Numerous types of wasps nest in environments shared with humans. While most wasps are beneficial insects that feed on dead bugs and garden pests, many also pose a hazard to people. Their stings can cause severe reactions, particularly in the very young, the very old and those with insect allergies. Some wasps, like the paper wasp, prefer to nest in enclosed areas, such as behind shutters. To keep your shutters wasp-free, you must first remove the wasps that already nest behind the shutters and then enact preventive measures to keep them from returning.
Examine the route of wasps flying in your yard during daylight hours when the insects are active. Look for a particularly heavy congregation. They will eventually lead you to the shutters where they are nesting. Do not approach them or stand between the wasps and their nest.
Fill the duster with the insecticide dust outdoors to avoid indoor contamination and to reduce inhalation. Wear a face mask or bandanna to prevent the dust from entering your nose or mouth.

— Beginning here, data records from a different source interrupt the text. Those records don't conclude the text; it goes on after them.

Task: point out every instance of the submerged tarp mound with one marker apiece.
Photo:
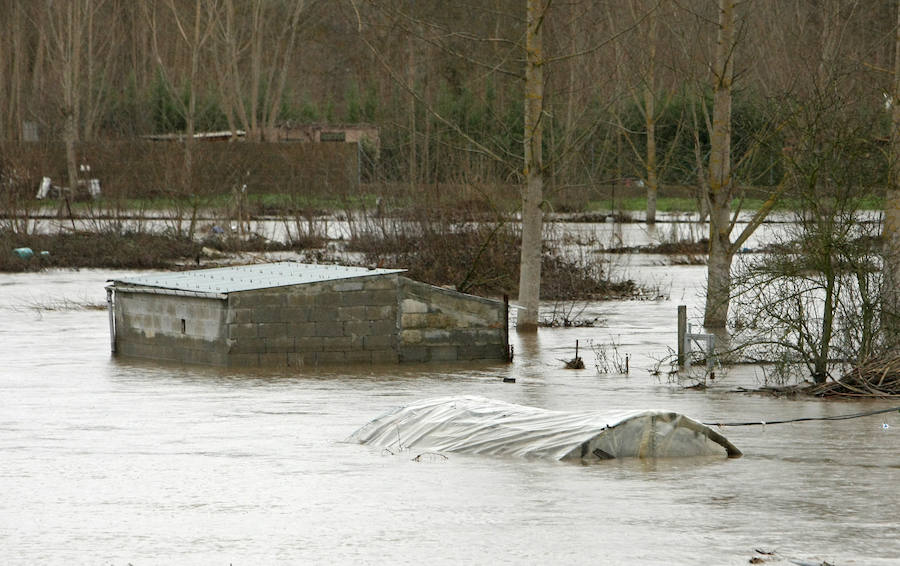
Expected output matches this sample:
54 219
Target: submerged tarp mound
475 425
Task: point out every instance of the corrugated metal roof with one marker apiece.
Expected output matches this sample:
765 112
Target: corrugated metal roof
250 277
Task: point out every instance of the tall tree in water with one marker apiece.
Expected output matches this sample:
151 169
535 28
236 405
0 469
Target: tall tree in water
719 182
532 193
891 230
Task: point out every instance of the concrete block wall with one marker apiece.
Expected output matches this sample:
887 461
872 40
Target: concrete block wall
441 325
169 327
332 322
371 319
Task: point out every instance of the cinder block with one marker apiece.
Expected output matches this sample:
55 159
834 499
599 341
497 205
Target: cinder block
413 320
414 354
360 328
273 359
385 357
443 354
298 299
247 346
378 342
331 357
357 356
302 359
411 337
359 298
336 343
436 336
242 330
267 314
301 329
383 282
409 305
295 314
352 313
328 299
348 285
308 344
329 329
482 352
387 312
323 313
280 344
273 329
243 360
239 316
386 327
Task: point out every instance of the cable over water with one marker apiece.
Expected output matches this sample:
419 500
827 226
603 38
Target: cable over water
803 419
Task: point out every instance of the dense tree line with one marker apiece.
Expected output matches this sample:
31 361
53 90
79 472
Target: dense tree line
434 76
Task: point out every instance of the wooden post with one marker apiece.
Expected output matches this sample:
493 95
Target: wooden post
110 305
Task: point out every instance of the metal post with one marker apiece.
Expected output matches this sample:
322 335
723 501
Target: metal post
112 319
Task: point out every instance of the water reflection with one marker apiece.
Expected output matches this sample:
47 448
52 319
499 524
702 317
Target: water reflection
114 460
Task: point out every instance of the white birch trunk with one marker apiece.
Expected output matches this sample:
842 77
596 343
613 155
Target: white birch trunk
532 196
891 229
718 284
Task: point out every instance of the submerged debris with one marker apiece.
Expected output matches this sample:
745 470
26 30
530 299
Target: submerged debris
874 378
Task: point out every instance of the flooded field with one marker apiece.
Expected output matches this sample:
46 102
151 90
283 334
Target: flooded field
112 461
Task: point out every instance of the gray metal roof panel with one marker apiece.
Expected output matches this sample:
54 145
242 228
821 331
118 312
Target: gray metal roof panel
250 277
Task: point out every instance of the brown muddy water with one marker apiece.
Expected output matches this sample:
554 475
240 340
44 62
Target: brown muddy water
108 461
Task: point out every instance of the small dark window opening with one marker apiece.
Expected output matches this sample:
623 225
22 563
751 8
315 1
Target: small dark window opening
333 136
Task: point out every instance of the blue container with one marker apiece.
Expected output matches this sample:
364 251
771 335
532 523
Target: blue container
24 253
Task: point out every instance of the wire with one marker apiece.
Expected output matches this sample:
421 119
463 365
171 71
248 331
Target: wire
803 419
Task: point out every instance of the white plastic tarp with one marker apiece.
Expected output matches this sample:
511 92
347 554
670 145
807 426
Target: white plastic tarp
475 425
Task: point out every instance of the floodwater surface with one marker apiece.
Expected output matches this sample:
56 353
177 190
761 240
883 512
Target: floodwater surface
111 461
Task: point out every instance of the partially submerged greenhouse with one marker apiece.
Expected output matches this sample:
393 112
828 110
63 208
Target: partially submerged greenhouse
475 425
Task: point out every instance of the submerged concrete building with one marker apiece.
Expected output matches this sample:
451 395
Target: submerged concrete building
294 314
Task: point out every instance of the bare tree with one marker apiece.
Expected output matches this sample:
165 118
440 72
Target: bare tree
532 194
891 230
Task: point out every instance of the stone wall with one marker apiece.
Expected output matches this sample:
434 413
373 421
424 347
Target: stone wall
374 319
441 325
344 321
169 327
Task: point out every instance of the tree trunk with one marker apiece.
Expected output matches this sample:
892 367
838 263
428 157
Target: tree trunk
718 289
891 229
650 118
532 197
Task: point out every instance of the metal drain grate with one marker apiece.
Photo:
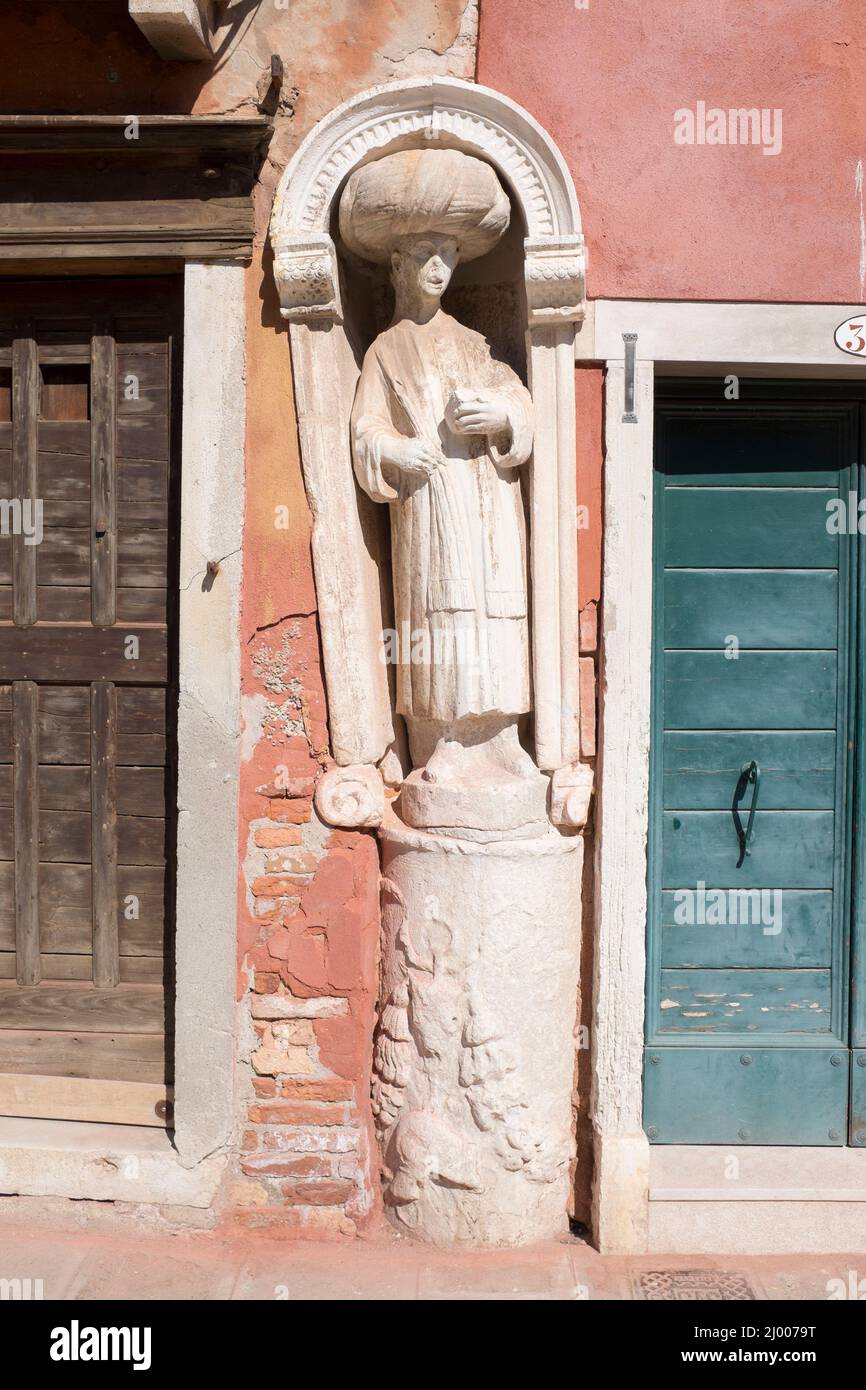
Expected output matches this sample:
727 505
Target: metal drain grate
692 1285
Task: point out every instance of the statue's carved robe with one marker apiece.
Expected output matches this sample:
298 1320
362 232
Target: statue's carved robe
459 540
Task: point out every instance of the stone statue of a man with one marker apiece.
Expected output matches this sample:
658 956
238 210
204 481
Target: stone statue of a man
439 430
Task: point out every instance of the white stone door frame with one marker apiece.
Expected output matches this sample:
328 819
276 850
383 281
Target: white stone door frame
111 1162
676 338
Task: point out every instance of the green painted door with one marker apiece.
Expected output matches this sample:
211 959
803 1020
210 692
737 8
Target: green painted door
751 1033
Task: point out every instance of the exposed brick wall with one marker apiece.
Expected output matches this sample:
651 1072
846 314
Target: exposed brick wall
310 940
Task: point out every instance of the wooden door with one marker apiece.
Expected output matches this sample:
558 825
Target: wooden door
748 972
88 553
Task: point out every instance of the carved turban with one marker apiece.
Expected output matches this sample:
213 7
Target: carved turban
423 191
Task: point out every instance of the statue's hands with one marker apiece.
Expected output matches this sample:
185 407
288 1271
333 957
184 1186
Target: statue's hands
480 412
417 458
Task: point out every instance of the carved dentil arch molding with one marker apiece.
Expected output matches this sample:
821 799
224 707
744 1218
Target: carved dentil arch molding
483 123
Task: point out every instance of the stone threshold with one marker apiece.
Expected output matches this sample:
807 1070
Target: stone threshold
102 1162
756 1200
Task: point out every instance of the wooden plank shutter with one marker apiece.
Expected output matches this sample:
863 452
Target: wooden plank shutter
86 698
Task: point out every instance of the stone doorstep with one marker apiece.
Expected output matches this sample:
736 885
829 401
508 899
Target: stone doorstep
102 1162
780 1201
702 1172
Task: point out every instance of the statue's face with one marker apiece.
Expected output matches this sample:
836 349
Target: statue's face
426 263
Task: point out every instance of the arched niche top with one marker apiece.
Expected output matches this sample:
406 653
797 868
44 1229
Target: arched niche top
455 114
488 125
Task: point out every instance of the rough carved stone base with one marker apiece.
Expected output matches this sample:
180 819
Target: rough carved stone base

Approach the shutter at night when the wasps are inside the nest and inactive. This reduces your chance of being stung and increases the likelihood of treating all the wasps in the nest. A quick peak with a flashlight may reveal the exact location of the nest, but be careful not to agitate the wasps.
Direct the nozzle of the duster into the area behind the shutter nearest the wasp's nest. Pump the dust liberally into the space. Ideally, the dust will spread out and fill the tiniest crevices as well as the nest itself. In 24 hours all the wasps should be dead.
Immediately seal the entrances to the area behind the shutter with fiberglass insulation. Do not wait and allow the wasps to leave.
Treat all unoccupied shutters in the same manner to kill any undiscovered nesting wasps and to prevent new wasps from entering. Because wasps and hornets can enter tiny areas, it may be necessary to repeat the process annually.